Schönborn droht Kritikern

Eigentlich ist die Sache mit dem Aufruf zum Ungehorsam durch die "Pfarrerinitiative" nichts, das einen Atheisten besonders interessieren muss. Am 19. Juni 2011 hatte - wie in "Neues aus den Metawelten" vom Juni auf Seite 9 und Seite 13 zu lesen war - diese Pfarrerinitiative ihre Gesinnungsfreunde aufgefordert, u.a. Geschiedenen die Kommunion zu spenden und priesterlose Eucharistiefeier abzuhalten. Weiters wird auch die Zulassung von Verheirateten und von Frauen zum Priesterberuf verlangt.


Die Schrecksekunde nach der Veröffentlichung des Aufrufes dauerte ziemlich lang, erst rund eine Woche später meldete sich Kritik an den Forderungen, als erster Bischof durfte der von Graz (Kapellari) die ungehorsamen Hirten verbellen, Schönborn, der Leiter der österreichischen Niederlassung des katholischen Weltkonzerns schwieg weiterhin und meldete sich erst im Juli zu Wort.

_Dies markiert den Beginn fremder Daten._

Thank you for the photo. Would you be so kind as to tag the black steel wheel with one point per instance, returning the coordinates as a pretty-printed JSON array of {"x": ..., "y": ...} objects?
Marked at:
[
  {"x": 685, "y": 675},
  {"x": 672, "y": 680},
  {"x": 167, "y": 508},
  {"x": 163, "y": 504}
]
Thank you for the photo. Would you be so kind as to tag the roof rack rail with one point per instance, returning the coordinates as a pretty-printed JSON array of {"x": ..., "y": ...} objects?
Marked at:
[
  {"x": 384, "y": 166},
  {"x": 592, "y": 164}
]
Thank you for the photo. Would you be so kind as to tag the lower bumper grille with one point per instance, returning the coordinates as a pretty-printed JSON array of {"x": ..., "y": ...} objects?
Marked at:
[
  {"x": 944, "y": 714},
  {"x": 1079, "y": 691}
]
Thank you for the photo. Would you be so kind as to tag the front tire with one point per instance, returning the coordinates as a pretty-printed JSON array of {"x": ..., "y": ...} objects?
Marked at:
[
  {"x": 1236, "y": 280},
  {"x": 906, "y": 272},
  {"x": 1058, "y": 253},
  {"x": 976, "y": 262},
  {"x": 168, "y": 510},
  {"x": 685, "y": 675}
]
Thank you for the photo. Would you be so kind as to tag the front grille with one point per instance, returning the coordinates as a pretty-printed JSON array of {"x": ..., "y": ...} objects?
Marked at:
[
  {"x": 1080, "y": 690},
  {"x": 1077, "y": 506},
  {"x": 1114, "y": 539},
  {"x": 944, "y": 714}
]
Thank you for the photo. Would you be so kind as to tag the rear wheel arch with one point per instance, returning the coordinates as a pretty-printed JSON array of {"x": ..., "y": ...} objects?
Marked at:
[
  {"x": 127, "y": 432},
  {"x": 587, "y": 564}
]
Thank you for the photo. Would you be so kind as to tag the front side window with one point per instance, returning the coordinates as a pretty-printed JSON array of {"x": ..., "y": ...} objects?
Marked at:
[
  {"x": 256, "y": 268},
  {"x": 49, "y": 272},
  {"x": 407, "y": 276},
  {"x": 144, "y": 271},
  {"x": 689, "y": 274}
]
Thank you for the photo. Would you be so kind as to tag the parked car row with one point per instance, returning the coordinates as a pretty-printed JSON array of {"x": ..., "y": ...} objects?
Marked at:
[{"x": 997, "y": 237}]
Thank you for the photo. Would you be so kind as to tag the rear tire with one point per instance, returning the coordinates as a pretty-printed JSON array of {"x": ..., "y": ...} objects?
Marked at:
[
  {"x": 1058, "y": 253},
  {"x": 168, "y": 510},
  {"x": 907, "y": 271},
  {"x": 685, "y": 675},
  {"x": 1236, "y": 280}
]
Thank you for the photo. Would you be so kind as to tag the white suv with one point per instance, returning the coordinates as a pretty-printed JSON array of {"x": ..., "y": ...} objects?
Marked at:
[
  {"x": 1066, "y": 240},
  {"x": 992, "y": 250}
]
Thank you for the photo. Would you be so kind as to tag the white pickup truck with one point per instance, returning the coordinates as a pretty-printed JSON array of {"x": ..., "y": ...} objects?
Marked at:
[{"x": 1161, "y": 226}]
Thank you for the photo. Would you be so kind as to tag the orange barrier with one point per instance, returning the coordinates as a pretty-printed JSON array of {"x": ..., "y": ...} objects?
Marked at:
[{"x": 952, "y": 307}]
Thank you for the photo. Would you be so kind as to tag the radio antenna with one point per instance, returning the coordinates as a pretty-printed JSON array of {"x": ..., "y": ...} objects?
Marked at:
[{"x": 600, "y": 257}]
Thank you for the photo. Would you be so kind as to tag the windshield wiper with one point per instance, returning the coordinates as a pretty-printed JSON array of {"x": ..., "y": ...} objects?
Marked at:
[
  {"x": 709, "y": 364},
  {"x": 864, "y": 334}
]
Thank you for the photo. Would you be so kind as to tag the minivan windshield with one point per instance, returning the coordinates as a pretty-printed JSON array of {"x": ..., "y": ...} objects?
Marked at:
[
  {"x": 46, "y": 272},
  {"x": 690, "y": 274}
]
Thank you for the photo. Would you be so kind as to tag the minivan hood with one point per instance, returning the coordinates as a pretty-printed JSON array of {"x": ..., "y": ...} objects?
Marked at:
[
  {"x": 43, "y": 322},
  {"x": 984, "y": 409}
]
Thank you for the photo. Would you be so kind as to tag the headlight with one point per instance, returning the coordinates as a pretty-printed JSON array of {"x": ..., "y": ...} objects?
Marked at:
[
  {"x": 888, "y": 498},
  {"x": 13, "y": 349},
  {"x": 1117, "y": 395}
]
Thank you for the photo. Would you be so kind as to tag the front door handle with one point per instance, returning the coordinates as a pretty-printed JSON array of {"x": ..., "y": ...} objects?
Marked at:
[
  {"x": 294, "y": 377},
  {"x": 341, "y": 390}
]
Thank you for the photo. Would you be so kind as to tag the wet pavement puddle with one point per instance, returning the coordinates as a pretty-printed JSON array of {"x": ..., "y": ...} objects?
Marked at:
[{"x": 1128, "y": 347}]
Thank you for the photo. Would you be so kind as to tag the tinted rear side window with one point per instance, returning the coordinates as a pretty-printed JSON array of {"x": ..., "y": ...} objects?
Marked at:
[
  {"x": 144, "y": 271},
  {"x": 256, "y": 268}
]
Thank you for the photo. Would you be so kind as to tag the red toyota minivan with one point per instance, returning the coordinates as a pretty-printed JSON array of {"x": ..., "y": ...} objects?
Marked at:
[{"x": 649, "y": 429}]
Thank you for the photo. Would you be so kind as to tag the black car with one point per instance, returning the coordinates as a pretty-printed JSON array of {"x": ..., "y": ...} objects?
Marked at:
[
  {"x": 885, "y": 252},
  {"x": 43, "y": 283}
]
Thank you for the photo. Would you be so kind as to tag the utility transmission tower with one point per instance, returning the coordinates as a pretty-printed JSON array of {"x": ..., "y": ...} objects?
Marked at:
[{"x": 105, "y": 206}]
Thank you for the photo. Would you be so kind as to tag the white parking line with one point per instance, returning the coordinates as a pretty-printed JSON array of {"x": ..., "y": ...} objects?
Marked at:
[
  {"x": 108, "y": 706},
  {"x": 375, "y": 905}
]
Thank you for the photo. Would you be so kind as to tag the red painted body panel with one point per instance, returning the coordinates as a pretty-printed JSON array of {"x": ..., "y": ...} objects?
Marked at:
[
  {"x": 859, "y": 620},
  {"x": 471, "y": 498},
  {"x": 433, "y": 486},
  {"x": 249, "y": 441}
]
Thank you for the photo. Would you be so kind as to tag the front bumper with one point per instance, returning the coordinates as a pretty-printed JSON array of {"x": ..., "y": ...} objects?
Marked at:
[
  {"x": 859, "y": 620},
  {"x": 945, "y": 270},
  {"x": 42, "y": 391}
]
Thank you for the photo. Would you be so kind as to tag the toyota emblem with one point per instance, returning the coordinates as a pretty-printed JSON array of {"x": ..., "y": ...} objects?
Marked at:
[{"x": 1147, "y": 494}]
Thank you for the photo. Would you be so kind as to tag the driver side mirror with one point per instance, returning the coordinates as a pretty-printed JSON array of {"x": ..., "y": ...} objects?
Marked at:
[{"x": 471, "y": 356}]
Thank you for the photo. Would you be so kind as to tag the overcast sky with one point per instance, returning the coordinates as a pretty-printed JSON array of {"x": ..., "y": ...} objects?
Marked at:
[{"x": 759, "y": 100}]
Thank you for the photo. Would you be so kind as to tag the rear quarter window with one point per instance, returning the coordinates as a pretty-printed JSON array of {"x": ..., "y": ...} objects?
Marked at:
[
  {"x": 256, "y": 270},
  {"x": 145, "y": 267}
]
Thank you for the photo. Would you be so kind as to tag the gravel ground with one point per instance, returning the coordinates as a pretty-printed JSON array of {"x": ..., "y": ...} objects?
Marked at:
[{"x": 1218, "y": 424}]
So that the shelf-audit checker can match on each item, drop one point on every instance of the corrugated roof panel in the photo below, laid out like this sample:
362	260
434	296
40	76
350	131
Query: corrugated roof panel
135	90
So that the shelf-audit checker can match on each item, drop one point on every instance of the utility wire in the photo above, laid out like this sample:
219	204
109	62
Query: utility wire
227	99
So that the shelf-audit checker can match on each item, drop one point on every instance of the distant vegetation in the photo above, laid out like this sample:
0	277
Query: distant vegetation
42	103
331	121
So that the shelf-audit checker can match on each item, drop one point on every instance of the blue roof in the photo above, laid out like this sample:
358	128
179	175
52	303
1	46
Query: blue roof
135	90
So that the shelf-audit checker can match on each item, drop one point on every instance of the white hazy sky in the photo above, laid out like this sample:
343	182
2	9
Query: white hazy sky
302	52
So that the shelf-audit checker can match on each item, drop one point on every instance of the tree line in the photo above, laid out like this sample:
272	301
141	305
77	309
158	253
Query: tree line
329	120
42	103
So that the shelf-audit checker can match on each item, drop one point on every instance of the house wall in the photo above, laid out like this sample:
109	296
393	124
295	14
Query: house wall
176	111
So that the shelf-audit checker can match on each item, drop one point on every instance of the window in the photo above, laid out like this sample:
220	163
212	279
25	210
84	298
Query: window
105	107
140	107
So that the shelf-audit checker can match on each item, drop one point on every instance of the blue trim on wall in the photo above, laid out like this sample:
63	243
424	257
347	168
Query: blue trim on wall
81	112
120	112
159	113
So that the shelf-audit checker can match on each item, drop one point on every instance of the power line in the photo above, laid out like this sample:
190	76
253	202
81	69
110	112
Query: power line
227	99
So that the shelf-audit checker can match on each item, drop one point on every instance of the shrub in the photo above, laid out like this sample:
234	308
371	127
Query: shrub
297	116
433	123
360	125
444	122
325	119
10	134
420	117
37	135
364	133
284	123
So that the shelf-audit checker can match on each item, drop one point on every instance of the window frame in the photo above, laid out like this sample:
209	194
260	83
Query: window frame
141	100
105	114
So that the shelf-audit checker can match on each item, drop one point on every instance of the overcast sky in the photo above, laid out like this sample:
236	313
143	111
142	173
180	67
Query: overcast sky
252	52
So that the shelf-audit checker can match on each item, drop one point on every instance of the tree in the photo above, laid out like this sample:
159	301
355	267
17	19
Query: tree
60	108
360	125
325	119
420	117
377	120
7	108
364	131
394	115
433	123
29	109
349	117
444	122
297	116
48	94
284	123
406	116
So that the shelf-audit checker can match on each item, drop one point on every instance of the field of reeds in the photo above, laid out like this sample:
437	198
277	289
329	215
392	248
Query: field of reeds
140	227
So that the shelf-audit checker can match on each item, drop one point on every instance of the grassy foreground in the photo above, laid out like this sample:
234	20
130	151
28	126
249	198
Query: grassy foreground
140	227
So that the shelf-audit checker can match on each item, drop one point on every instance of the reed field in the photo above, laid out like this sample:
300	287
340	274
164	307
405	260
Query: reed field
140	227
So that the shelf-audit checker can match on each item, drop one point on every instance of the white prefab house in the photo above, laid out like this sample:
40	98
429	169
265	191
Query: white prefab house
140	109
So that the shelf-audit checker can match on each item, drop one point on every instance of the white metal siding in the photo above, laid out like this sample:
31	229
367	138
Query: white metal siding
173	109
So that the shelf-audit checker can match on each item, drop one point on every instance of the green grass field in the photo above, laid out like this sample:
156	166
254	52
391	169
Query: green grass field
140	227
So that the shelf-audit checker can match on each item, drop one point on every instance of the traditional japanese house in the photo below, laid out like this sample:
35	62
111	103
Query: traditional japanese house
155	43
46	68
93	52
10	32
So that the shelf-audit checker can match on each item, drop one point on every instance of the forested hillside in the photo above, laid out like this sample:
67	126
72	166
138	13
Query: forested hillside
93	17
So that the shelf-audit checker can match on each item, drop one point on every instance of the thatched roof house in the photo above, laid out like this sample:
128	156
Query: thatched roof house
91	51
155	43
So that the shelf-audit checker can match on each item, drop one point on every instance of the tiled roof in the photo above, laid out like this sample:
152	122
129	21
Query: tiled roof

Er führte dann im Online-Mitarbeitermagazin ("thema kirche") der Diözese Wien u.a. aus: "Mich erschüttert der offene Aufruf zum Ungehorsam. Wie würden in unserem Land die Familien aussehen, wenn Ungehorsam zur Tugend erhoben würde? Viele Berufstätige fragen sich, wie es möglich ist, in der Kirche den Ungehorsam zu propagieren und zu praktizieren, wo sie wissen, dass sie ihren Arbeitsplatz längst verloren hätten, wenn sie dort zum Ungehorsam aufriefen."

Klarer Fall von Gehorsamspflicht. Dass sich Berufstätige beispielsweise gewerkschaftlich organisieren, um ihre Interessen zu vertreten, das hat die katholische Kirche seinerzeit auch schon als sehr gottlos gesehen. Wenn es nach Schönborn ginge, müsste sowas auch heute mit Arbeitsplatzverlust sanktioniert werden.

Zumindest für Pfarrer, denn er führte weiter aus: "Wir Priester haben alle bei unserer Weihe aus freien Stücken, von niemandem dazu gezwungen, dem Bischof 'Ehrfurcht und Gehorsam' in die Hand versprochen (..)." Und: "Der christliche Gehorsam ist eine Schule der Freiheit. Es geht um die konkrete Übersetzung ins Leben von dem, was wir in jedem Vaterunser beten, wenn wir den Vater bitten, sein Wille möge geschehen, im Himmel und auf Erden. Diese Bitte erhält ihren Sinn und ihre Kraft durch die innere Bereitschaft des Beters, den Willen Gottes auch dort anzunehmen, wo er von den eigenen Vorstellungen abweicht."

Er kommt dann auf die Gewissensentscheidung zu sprechen und droht abschließend: "Wer also im geprüften Gewissen zur Überzeugung kommt, dass 'Rom' auf einem Irrweg ist, der gravierend dem Willen Gottes widerspricht, müsste im äußersten Fall die Konsequenz ziehen, den Weg nicht mehr mit der römisch-katholischen Kirche zu gehen."

Somit: Wer nicht tun will, was der Papst vorgibt, der soll gehen.


Der Anführer der Pfarrerinitiative, Helmut Schüller, wurde von Schönborn zur Kopfwäsche vorgeladen. Schließlich ist ja alles klar: der Papst verkörpert den Willen Gottes und die Pfarrerinitiative folgt diesem Willen nicht.

Am Grundproblem für die europäischen Kirchen der heutigen Zeiten gehen beide Seiten vorbei. Am Säkularismus ändert weder eine liberale (katholisch-reformerische oder evangelische), noch eine konservative (traditionell-katholische) Kirche was. Das Kirchenvolk schrumpft in beiden Umwelten. Die ganz Eifrigen, also die Evangelikalen oder die Piusbrüder, haben ihre kleinen Nischen, für die Allgemeinheit sind sie in Europa ohne Bedeutung. Die Europäer sind vom "Opium des Volkes" ziemlich entwöhnt, die wahrhaft Jesussüchtigen sind z.B. in Österreich sicherlich weitaus weniger als die Alkoholkranken hierzulande.